Virginia’s 140 General Assembly lawmakers, like local and many other government officials, must file an annual form that discloses their economic interests.
The form requires them to list names of immediate family members, names of businesses that employ the lawmakers and their families, and stocks the lawmakers own, among other requirements. The forms are filed with the Virginia Conflict of Interest and Ethics Advisory Council and put in an online database for anyone to view.
The deadline for lawmakers to file their new annual form was Feb 1. But there’s a glitch: The public cannot get the forms until a few days after the lawmakers are scheduled to leave Richmond, March 10, the last day of the General Assembly session.
In previous years, the forms were released during the General Assembly sessions, which commence in January.

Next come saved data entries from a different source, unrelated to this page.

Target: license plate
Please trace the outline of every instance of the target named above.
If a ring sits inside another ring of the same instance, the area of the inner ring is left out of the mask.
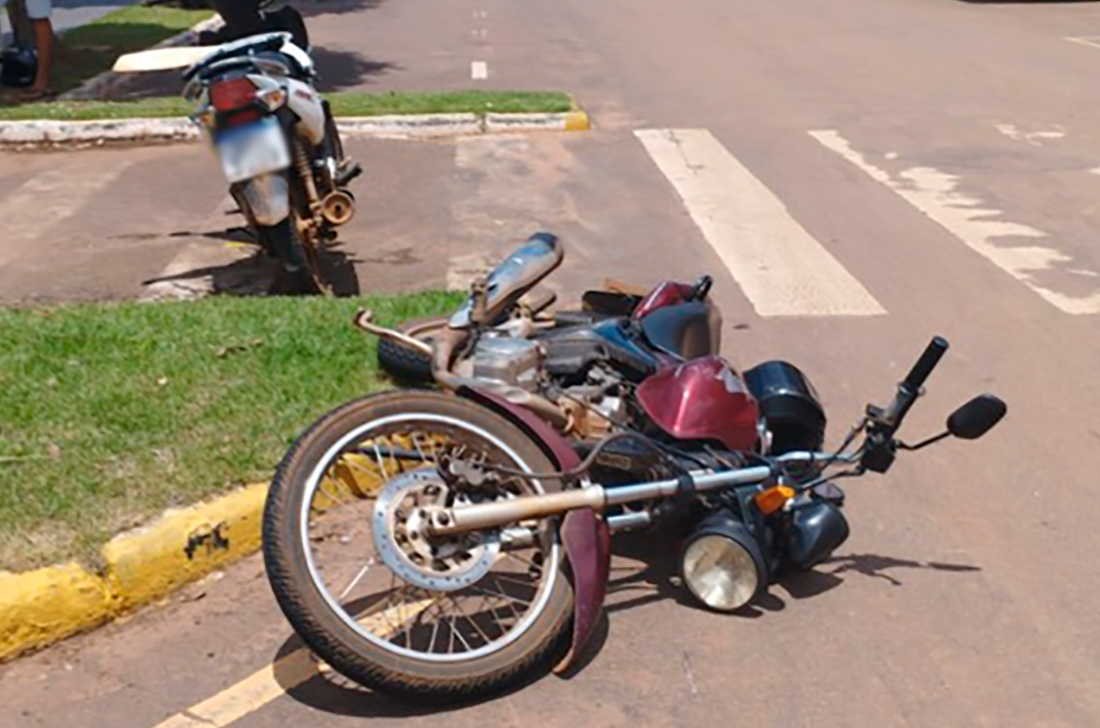
[[[229,129],[218,135],[216,144],[230,184],[290,166],[286,135],[275,119]]]

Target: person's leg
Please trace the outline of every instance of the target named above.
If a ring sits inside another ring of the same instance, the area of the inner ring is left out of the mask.
[[[27,15],[34,26],[34,49],[38,53],[38,75],[31,91],[46,93],[50,89],[50,69],[53,68],[53,23],[50,22],[51,0],[27,0]]]
[[[53,24],[49,18],[32,22],[34,49],[38,53],[38,75],[31,90],[46,92],[50,88],[50,69],[53,67]]]

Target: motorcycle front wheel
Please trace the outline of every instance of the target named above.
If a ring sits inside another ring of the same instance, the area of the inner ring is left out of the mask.
[[[427,505],[558,487],[493,465],[555,469],[497,414],[434,392],[352,402],[292,446],[268,496],[264,560],[310,649],[369,688],[447,702],[506,690],[560,659],[573,592],[556,522],[522,524],[520,540],[418,526]],[[455,476],[470,467],[496,475]]]

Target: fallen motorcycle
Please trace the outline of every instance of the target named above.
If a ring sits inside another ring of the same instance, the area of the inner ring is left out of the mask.
[[[300,22],[295,28],[304,37]],[[115,70],[180,67],[187,67],[184,96],[195,103],[191,119],[209,134],[260,247],[296,292],[331,294],[324,251],[355,215],[348,186],[362,168],[345,155],[328,102],[313,86],[308,50],[290,32],[262,33],[125,55]]]
[[[717,356],[707,279],[540,329],[519,302],[561,255],[537,236],[475,284],[430,347],[449,391],[345,405],[279,466],[264,516],[271,584],[306,644],[356,682],[465,700],[568,667],[599,620],[619,531],[661,526],[652,537],[680,542],[701,605],[745,609],[848,537],[835,481],[979,438],[1006,413],[981,395],[942,434],[898,439],[947,350],[937,337],[893,400],[823,451],[825,413],[802,372],[767,362],[740,374]],[[555,354],[556,337],[572,343]],[[567,351],[574,368],[551,373]],[[582,410],[603,426],[578,427]]]

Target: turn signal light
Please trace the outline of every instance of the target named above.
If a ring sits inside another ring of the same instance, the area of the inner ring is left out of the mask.
[[[770,516],[787,505],[787,501],[794,498],[794,496],[794,488],[788,488],[785,485],[777,485],[761,493],[757,493],[754,500],[756,501],[756,507],[759,508],[765,516]]]
[[[272,89],[271,91],[260,94],[260,100],[267,105],[267,108],[275,111],[276,109],[282,108],[283,104],[286,103],[286,92],[279,88]]]

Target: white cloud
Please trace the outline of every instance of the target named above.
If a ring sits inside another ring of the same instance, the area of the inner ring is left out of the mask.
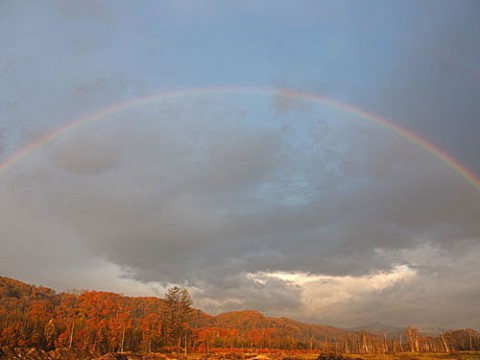
[[[273,278],[301,287],[302,303],[308,306],[309,312],[321,311],[339,302],[383,290],[400,282],[409,282],[416,276],[417,272],[407,265],[363,276],[332,276],[287,271],[260,271],[248,274],[251,281],[260,285],[265,285],[269,278]]]

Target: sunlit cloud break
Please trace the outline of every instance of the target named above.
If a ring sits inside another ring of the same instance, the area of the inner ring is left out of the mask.
[[[249,273],[247,276],[260,286],[266,285],[270,279],[278,279],[291,286],[300,287],[303,303],[318,307],[350,300],[398,283],[408,283],[417,277],[417,272],[408,265],[397,265],[390,271],[379,271],[362,276],[334,276],[288,271],[259,271]]]

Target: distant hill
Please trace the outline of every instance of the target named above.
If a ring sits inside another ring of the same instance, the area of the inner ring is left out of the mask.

But lawmakers pushed back a Dec. 15 filing deadline to Jan. 15 and then to the current Feb. 1.
The law says the state ethics council shall make the forms publicly available no later than six weeks after filing — and the executive director plans to wait until March 15, the end of the window, to release them.
So why did the General Assembly decide in 2017 to move the deadline back two weeks?
Del. Todd Gilbert, R-Shenandoah, the House majority leader, is the point person on ethics for the House GOP. He said the intention was not to delay public release of the reports. Instead, the deadline was extended so lawmakers could have time to digest separate reports filed by lobbyists for anything that should also be reported on the forms filed by lawmakers.
Gilbert said he did not think the ethics council staff should wait six weeks to release the reports.
“I would personally encourage our ethics council staff to expeditiously review these filings to be released to the public as quickly as possible,” he said.
When asked earlier this month for access to the new lawmaker forms, Stewart Petoe, the executive director of the ethics council, replied that the forms will be released on March 15, “six weeks after the ending of the filing period, as stated in Virginia Code section 30-110.”
But that law only says the forms must be released within six weeks. It does not require release to happen at the end.
The law also requires the ethics council to review the reports and make redactions. And if a lawmaker has left anything out, the council will notify the lawmaker so the report can be amended before public release.
“It is to enable us to carry out these functions that Virginia Code section 30-110 allows the council up to six weeks after the end of the filing period to publicly release Statements and Disclosures,” Petoe said by email. “That is the schedule that we follow, and we release all the Statements and Disclosures at the same time to the general public.”
He said the Virginia Freedom of Information Act did not apply to the conflict forms.
And he said the council was not simply withholding lawmakers’ forms to be difficult.
“After the filing period ends, we are busy with reviewing the lists of filers, agency by agency, and board by board, to determine who has not filed, who has filed late, who should not have been required to file, who may be entitled to a deadline extension, etc.,” he said by email.
“We are required to provide a list of all late filers to the Attorney General’s Office for collection proceedings, and needless to say, we must make our list as accurate as possible. Roughly 10,000 individuals file with the council from throughout the state.”
Sen. Amanda Chase, R-Chesterfield, a co-founder of the legislature’s Transparency Caucus, said a fix is needed.
“To me, it makes more sense to have these reports released before we go into session,” she said.